One recent poll by Putnam Investments showed that retirees most regret not saving in retirement accounts outside of work. With that in mind, are IRAs underutilized?
An IRA is generally where retirement funds end up. When you retire, you generally roll them into an IRA. That's the destination for retirement savings. But yes, they are. People don't think to save outside of work or they think they make too much money to open an IRA. Roth IRAs are especially underutilized. Everyone who can should open a Roth.
The Roth IRA is your favorite IRA. Why?
Because money in a Roth grows tax-free forever. You fund it with after-tax dollars but you never pay tax on earnings again. And you don't ever have to take money out, so it can keep growing. Most workers can qualify for a Roth IRA. But eventually, everyone will qualify for them in 2010, thanks to last year's Tax Increase Prevention and Reconciliation Act.

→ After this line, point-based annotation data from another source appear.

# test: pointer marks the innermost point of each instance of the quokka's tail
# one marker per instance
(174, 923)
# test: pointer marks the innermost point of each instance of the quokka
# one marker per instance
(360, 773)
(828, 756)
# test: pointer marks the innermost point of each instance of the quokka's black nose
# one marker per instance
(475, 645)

It lets everyone convert an IRA to Roth if they want to in 2010. So try to put as much money in now as you can. And in 2010, you won't pay tax on the conversion. Instead, you'll pay half the tax in 2011 and half in 2012. It's a great deal. The government is giving everyone a one-time interest-free loan to build tax-free savings accounts. It's like they're giving you a free ride. If you really want to build up retirement savings and have it come out tax-free, do this.
Tell us more about Roth 401(k) plans, which are now starting to be offered by employers. Are they a good deal, and if so, for whom?

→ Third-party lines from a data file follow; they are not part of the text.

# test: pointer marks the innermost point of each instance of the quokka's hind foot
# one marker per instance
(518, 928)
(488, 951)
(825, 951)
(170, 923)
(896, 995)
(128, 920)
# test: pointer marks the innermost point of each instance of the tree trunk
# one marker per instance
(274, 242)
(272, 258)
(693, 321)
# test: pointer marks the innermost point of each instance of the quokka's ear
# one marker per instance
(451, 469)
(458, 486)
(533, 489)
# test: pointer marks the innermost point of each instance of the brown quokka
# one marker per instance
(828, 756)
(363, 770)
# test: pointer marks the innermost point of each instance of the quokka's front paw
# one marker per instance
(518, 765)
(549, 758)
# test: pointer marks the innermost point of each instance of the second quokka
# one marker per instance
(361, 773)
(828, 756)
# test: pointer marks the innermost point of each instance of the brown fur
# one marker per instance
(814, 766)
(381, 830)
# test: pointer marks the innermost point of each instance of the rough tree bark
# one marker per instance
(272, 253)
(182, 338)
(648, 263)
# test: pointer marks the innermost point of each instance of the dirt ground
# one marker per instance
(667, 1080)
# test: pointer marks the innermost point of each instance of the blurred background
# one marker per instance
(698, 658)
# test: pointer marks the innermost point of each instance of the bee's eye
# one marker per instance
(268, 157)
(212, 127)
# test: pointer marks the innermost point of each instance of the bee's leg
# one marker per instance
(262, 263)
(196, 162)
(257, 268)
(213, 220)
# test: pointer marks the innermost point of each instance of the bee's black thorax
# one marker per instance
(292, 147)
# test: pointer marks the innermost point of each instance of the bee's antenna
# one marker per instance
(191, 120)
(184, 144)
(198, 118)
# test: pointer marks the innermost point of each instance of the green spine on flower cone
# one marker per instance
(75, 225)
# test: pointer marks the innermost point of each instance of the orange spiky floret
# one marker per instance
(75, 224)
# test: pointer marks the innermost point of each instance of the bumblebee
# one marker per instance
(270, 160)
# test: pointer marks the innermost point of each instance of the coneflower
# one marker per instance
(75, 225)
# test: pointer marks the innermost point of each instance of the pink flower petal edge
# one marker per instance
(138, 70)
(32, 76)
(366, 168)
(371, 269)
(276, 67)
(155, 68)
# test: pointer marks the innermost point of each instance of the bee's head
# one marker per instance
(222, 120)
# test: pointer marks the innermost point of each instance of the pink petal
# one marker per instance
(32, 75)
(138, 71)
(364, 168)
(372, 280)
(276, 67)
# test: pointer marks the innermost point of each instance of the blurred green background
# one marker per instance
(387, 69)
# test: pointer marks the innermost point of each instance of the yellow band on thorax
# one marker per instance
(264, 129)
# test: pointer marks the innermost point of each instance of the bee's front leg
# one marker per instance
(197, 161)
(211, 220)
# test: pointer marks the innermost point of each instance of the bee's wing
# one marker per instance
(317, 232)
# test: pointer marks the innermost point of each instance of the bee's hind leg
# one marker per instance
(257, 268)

They're similar to a Roth IRA except you put after-tax money from your earnings through an employer's plan. It's a better deal than a Roth IRA only because you can put more money in -- up to $15,500 or $20,500 if someone's 50 or older. IRA limits are $4,000 and $5,000 for someone 50 or above. I'd recommend it instead of 401(k) but a company has to offer it. I think more companies will. It costs you money upfront because you won't get the tax deduction for contributions but, in the long haul, you'll do much better since you won't owe taxes again.

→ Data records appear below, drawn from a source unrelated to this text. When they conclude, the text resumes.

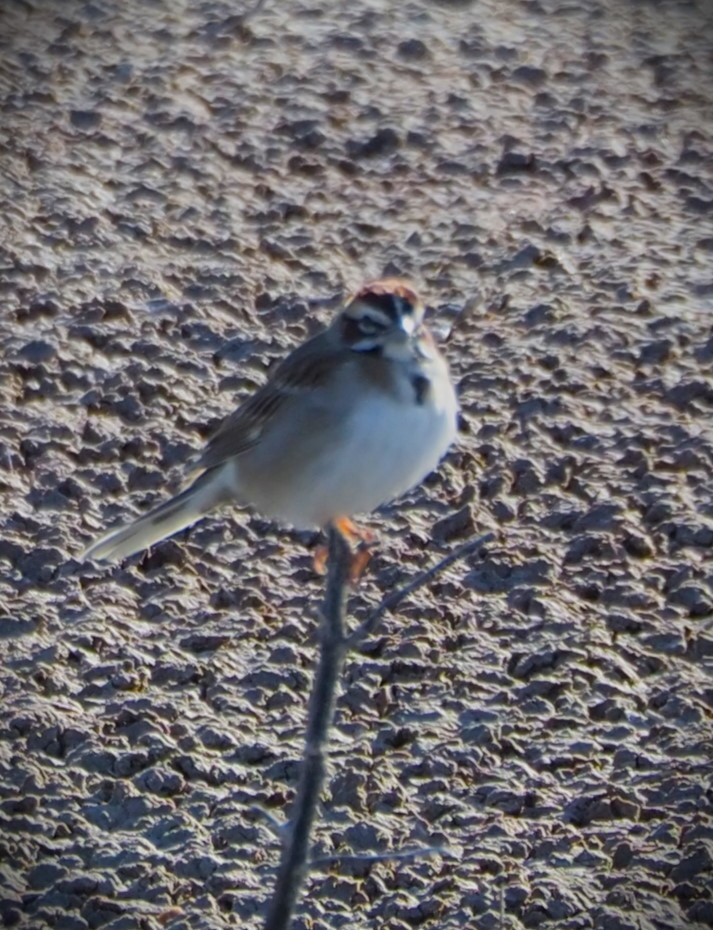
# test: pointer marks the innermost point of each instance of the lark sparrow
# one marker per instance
(349, 420)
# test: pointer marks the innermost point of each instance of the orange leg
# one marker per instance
(359, 539)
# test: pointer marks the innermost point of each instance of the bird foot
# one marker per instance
(361, 541)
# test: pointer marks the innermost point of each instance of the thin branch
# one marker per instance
(295, 852)
(394, 599)
(294, 862)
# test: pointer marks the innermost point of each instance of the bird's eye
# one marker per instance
(368, 326)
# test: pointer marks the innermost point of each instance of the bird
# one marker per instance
(350, 419)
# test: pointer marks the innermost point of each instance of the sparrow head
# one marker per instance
(383, 316)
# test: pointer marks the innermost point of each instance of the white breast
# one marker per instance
(386, 447)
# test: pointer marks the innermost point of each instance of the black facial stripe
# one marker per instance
(356, 329)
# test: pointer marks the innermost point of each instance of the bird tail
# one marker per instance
(206, 493)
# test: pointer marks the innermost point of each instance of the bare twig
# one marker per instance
(394, 599)
(295, 852)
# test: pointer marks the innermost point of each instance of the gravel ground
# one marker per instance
(186, 193)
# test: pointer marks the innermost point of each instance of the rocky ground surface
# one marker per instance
(185, 193)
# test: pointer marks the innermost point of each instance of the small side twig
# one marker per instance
(392, 600)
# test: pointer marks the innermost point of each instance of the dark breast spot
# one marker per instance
(420, 385)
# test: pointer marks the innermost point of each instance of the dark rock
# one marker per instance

When is a rollover not a good idea?
There are times when you may be better off to take a lump-sum distribution or leave it in the plan. For example, let's say you're age 55. There's a special rule that if you separate from service at 55, you can withdraw funds penalty-free. If you had rolled money over into an IRA, you'd have to wait until you're 59½ to avoid the (10 percent early withdrawal) penalty. This special rule only applies to employer plans like a 401(k), 403(b) or a 457. It doesn't apply to an IRA. And you have to be separated from service. That means you can be fired, quit, retired, but it has to happen in the year you turn 55 or older.
What's the best way to avoid rollover headaches?
With a direct trustee-to-trustee transfer, a 401(k) moves directly to an IRA, without you ever touching the money. If you get a check from your employer, you only get 80 percent; 20 percent will be mandatory withholding. You have to come up with 20 percent to make the rollover complete, and you have 60 days to do it. None of those rules apply if you do a trustee-to-trustee transfer. But then there's the other question of, if you don't know if an IRA rollover is the best option. This is not something to take lightly. When you're moving life savings, it's like an eggshell. If it cracks, it's over. If people do not move the money correctly (as a trustee-to-trustee transfer) it could be lost to withholding and tax, and many of these mistakes cannot be fixed.